As Emil Aragundi comments on my post on incest:

“Say they refrain from having children, but what if they really wanted to? You can adopt, but knowing that you are able to conceive but shouldn’t can be psychologically damaging.
What if the contraceptives fail? You can have an abortion, but I’m sure there is a line somewhere when you are intentionally bringing genetically dysfunctional children to the world. And this coming from a pro-choice guy.
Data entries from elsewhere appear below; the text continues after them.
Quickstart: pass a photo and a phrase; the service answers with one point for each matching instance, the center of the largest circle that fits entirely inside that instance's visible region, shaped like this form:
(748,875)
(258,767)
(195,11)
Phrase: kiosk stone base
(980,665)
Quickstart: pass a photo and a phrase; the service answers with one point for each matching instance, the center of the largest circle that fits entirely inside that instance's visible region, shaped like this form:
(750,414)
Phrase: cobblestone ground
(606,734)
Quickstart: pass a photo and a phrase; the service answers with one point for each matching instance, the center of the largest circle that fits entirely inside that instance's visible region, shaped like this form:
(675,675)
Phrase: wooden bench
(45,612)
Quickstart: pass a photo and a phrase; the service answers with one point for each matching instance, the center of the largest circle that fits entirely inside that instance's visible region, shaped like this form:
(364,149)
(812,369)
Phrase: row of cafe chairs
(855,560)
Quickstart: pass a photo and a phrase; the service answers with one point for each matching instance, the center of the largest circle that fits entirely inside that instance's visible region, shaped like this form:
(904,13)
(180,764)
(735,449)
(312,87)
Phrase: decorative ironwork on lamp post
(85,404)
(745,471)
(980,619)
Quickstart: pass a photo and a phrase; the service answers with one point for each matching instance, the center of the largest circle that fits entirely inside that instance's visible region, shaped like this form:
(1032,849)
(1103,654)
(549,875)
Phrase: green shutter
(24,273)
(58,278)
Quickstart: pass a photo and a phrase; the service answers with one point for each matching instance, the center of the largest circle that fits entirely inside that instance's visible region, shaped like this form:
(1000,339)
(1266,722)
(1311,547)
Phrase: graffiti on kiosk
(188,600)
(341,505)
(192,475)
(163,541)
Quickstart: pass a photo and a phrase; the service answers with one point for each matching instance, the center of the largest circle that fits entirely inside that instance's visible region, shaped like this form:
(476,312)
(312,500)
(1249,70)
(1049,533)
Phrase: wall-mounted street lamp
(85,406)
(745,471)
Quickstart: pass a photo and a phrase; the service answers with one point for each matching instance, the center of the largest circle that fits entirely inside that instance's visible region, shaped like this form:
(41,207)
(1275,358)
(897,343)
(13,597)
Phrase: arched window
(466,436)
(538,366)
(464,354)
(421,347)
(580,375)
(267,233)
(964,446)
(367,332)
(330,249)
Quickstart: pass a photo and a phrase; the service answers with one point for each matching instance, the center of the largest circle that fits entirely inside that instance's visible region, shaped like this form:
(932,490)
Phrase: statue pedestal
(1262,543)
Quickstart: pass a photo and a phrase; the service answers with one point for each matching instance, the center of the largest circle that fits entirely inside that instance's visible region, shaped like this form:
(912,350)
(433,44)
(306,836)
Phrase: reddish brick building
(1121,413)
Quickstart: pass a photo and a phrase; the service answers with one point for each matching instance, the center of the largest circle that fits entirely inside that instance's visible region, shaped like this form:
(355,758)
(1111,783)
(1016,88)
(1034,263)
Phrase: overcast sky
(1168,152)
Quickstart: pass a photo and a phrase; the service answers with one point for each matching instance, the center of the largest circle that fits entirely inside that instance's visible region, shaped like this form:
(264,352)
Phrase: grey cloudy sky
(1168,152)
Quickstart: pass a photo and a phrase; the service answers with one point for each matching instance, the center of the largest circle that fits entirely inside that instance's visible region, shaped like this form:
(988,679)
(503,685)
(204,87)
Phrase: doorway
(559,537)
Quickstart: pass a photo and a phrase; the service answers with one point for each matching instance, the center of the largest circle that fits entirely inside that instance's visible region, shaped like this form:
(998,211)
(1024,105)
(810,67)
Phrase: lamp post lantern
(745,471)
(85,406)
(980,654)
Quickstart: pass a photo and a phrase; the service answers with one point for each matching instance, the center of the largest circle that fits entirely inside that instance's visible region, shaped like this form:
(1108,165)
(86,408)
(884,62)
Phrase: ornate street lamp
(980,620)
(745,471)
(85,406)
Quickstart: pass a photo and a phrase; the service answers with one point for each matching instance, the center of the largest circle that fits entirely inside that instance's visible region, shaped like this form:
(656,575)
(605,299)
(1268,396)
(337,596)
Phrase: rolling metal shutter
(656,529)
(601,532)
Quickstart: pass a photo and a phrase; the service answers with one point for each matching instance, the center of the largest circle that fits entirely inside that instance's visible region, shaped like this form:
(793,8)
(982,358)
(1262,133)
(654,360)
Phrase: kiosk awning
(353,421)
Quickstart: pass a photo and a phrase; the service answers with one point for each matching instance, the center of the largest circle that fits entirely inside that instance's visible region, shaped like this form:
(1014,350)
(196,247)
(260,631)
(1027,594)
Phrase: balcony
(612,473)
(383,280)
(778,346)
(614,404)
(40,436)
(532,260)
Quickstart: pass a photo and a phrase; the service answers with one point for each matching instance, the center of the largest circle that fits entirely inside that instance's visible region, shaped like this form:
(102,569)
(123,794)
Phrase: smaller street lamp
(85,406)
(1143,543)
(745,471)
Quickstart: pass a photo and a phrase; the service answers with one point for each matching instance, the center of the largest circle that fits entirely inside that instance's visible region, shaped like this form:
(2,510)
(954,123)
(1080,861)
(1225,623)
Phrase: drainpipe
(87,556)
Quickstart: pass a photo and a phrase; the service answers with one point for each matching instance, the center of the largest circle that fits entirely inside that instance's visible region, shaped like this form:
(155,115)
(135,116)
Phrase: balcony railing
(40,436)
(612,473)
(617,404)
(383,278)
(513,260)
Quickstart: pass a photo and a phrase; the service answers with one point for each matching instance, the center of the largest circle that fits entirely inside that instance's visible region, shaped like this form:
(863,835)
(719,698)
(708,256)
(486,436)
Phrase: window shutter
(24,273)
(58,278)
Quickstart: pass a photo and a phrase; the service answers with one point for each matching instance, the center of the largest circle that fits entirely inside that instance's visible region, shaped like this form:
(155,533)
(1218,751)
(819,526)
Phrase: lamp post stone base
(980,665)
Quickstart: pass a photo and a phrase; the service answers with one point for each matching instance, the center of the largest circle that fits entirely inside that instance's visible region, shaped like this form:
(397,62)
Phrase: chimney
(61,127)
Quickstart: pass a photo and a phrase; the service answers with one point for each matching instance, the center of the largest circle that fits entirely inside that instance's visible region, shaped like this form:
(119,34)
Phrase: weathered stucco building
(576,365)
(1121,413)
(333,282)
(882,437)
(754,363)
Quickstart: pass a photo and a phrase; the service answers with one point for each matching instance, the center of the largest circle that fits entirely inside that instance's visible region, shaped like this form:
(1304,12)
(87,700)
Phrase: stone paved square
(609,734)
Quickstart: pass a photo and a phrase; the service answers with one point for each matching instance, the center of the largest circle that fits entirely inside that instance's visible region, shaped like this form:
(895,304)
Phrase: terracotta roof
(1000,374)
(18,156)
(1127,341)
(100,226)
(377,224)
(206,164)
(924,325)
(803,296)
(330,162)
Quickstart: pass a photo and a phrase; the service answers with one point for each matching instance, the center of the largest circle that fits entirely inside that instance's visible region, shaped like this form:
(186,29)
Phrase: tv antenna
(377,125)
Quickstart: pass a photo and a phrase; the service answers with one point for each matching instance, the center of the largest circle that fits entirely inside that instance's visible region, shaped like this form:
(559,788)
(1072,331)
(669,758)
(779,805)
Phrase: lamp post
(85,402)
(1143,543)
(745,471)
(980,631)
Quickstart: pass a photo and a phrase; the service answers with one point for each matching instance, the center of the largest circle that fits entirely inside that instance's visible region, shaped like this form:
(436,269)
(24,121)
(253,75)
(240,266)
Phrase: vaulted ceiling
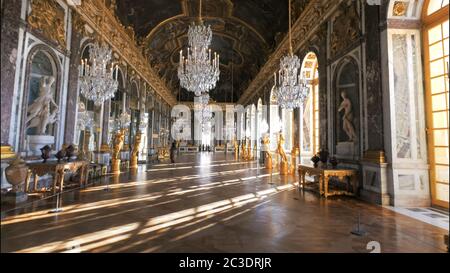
(245,32)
It just seems to me there are too many difficulties one must endure to carry on a relationship that satisfies the moral intuition of others. But even if they could, chances are they wouldn’t be having quite a healthy relationship, even if we get past the fact that they´re brother and sister out of our heads.”

To the first point: I think the state has a legitimate interest in reproductive regulation, especially if the offspring is likely to have genetic defects. As for the claim about the psychological stress, I think that is something any two individuals seeking to enter into a consentual relationship should take into account before actually entering into such a relationship.

Second, if, for some reason, the contraceptives fail, I think the state has also an interest in stepping in. But perhaps more importantly, I think it is really the parents’ moral duty to abort such a child due to the genetic problems.

Finally, I acknowledge that there are many, many practical difficulties that have to be overcome before any particular instance of a consenting incestous relationship between adults can satisfy the moral threshold, but the whole point of the post is a thought experiment. I don’t deny the real possibility that most ACTUAL cases of incestous relationships do not meet this threhold, but this does not rule out a priori, at least not to me, the possibility that no such relationship can possibly exist. Therefore, I don’t think I can make any sort of categorical moral claims.